入社から一貫して海外を目指していた伊藤がいま見ているのは、アメリカ・ヒューストンだ。

「ヒューストンはアメリカのLPガス輸出の拠点ですから、世界中のLPガストレーダーが集まって来るでしょう。これから数年の間にトレーディングの中心として、どんどん発展していくはずです。そうしたなかに身を置くことができれば、非常に刺激的で面白いでしょうね」

新しいビジネスに情熱を燃やす伊藤。実はその彼が仕事とは別に、打ち込んできたものがある。

「海外に駐在する日本人ビジネスマンで作るラグビーチームがあるんです。シンガポール、バンコク、ジャカルタ、クアラルンプール、マニラ、北京、上海…。それぞれの都市を代表するチームが年に1度、中国で大会をするんですよ。みんなその大会を『アジアンカップ』と呼んでいました。私はシンガポールチームのバックスで、駐在していた最後の2年間は続けて優勝したんですよ」

平均年齢40歳ほどの一流企業ビジネスマンが休日に集まって、赤道直下のピッチでスクラムを組み、走り回る。もちろんビジネスと同様、ラグビーも真剣勝負だ。
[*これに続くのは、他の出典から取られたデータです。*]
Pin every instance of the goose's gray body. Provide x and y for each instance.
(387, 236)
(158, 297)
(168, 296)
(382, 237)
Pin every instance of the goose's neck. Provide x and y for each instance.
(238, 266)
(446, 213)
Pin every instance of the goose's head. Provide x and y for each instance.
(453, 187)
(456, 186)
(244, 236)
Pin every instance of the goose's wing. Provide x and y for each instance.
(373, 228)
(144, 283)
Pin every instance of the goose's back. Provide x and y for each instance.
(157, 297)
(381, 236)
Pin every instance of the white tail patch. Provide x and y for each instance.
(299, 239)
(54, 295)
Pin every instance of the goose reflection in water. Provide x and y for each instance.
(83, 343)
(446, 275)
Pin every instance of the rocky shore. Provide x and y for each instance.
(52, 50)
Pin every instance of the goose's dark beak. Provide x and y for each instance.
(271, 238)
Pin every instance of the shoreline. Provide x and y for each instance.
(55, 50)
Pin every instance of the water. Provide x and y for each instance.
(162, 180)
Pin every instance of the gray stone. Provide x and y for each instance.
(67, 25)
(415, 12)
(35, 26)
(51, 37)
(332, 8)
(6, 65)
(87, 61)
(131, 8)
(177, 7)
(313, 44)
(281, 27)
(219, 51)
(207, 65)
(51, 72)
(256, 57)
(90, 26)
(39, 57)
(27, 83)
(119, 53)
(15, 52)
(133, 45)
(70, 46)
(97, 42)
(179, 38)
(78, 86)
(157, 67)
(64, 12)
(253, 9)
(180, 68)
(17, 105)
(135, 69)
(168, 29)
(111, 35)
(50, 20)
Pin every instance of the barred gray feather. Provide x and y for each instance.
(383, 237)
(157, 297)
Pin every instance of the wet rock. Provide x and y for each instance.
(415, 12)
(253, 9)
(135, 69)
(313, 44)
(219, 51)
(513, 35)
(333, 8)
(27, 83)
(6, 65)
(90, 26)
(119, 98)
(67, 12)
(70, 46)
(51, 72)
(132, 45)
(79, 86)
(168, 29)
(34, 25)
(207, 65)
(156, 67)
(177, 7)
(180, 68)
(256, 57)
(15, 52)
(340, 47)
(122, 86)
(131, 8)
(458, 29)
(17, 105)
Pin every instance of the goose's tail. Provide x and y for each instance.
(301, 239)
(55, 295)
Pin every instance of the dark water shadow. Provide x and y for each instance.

「そうしてともに汗を流しながら、同時に横のつながりも生まれるわけです。帰国してからも、あの時どこそこのチームにいたと言えば話が通じる。実際に当時アジアでラグビーをしていた人たちが、いま国内のエネルギー業界にもいます。ラグビーに限らずそうした横のつながりは、会社のなかだけでは分からない、広い視野を与えてくれる。そしてそこから、自分の本当の立ち位置が見えてくるんです」

世界を股にかけた「横のつながり」で、自分の足場をいっそう踏み固める伊藤。新しいエネルギー市場を開拓するチャレンジがいよいよ動き出している。

 

学生へのメッセージ

「学生のみなさんに伝えたいのは、常に10年後の自分をイメージしてほしいということ。その会社に入ったとして、10年後の『かっこいい自分』が思い描けるかどうか。それがイメージできる会社を選んで、入った後も10年後の自分を目指していく。そうすれば日々のモチベーションも高まるし、結果的に最短距離で突き進んでいけると思います。また当社について言いたいのは、『現場主義』ということ。新人だからと甘やかすことなく、いきなり現場へ放り出されます。楽ではありませんが、結局それが本人にとっても一番成長が早いし、上司、先輩もしっかりフォローしてくれている。そうした環境でスキルアップしていけるのが、当社の特色といえるでしょう。そして最終的には会社の枠にとらわれず、一人の人間として自分を高めていく。私はそれを目標にしながらいまもビジネスに取り組んでいます」

 

伊藤 俊輔(いとう・しゅんすけ)

【略歴】
1975年大分県生まれ。大阪外国語大学(現大阪大学外国語学部)中国語専攻。2000年入社。大学3年の時に1年間留学した中国・南京では、各地の史跡を巡って見聞を広めた。

 

『商社』2015年度版より転載。記事内容は2013年取材当時のもの。